MS: I don’t think you can differentiate between the two. Say you want a mechanic to fix your car. He can’t fix your car unless he learns how every piece is supposed to be working when the car is functional, and then where things can go wrong. You can’t fix something unless you know how it’s supposed to be, and what the opportunities are when it goes wrong. The cell is a machine. It’s a very complicated machine. It has a couple of thousands of parts. But it’s finite, just like a washing machine or a car, and those parts have to be in a specific place and play a specific role. And if they’re not sitting in the right place and doing the right thing, then the machine goes wrong, and you might be able to fix it if you know enough about it. I do think some people primarily study disease states to try and understand what goes wrong. I think that it’s much more powerful to look at what happens in a native state, because when you understand what goes right, it immediately becomes clear what can go wrong. This is why I study cell biology and not cancer or another specific disease. When you understand the principles of how things work, you immediately understand how they don’t work.

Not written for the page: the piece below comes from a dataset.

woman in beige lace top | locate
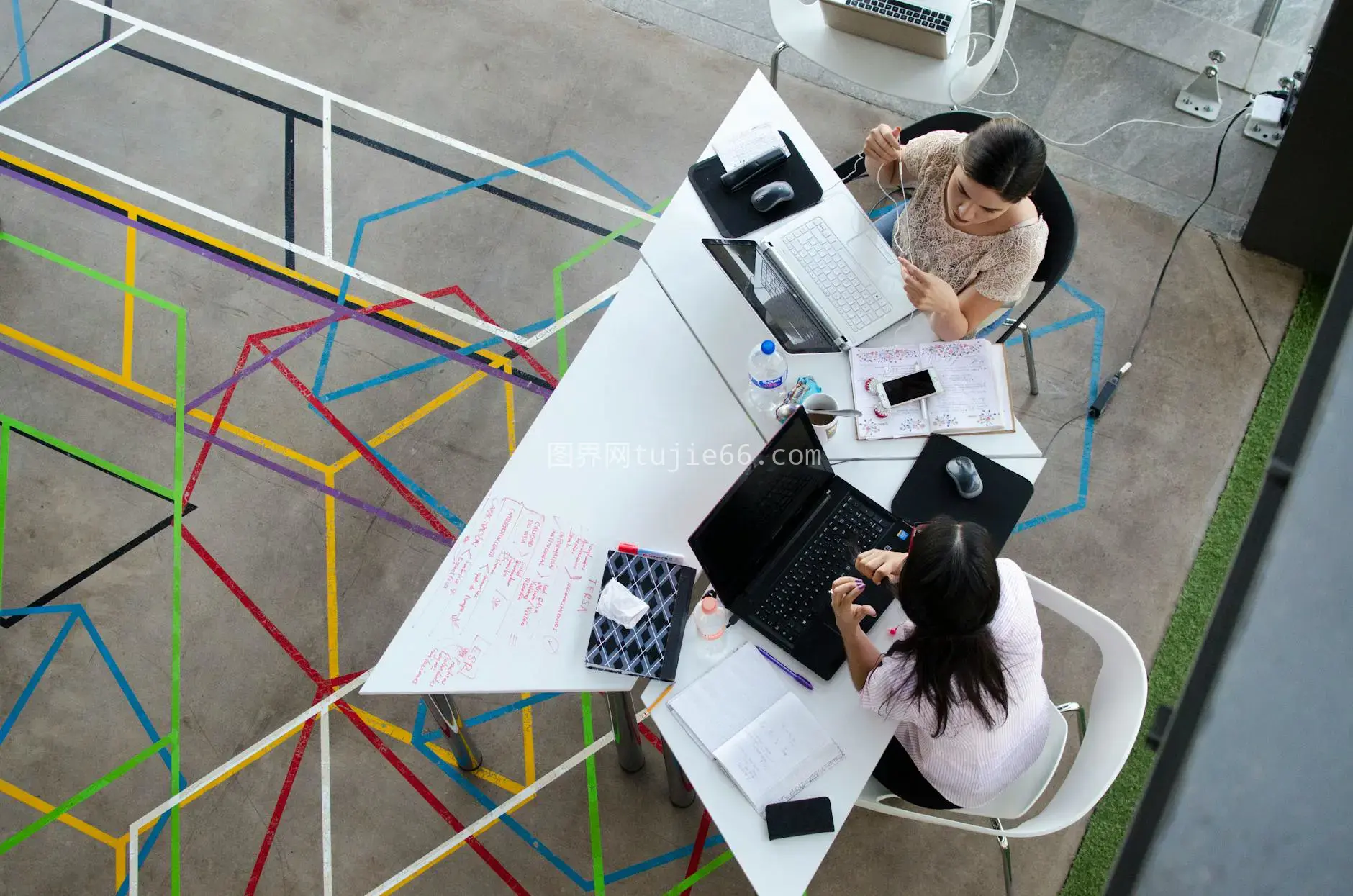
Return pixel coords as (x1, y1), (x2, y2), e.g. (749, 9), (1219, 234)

TM: I would go a step farther. Ex officio, I should be saying we do it for disease. But I would differentiate between cells and washing machines and cars in that if nothing ever went wrong with washing machines or cars, I don’t think anyone would study them. We would just accept that they’re there and they’re fine. This would not be true for cells, or the universe. We would study them even if they didn’t go wrong. It’s bad that they go wrong, and it’s great that we can potentially fix them. But I would be happy to study mitochondria and peroxisome interactions, or mitochondria alone, just because it’s deeply fascinating – how a nerve or even a yeast cell can simply work, just that it is possible, that this exists in the universe. I agree that for disease we need to understand it, and that’s a useful side-effect of fundamental discoveries. But the simple fact that there is a physical chemical mechanism that can create something like a cell, which manages to survive and does so in such a sophisticated way – it’s just marvelous that that can even work.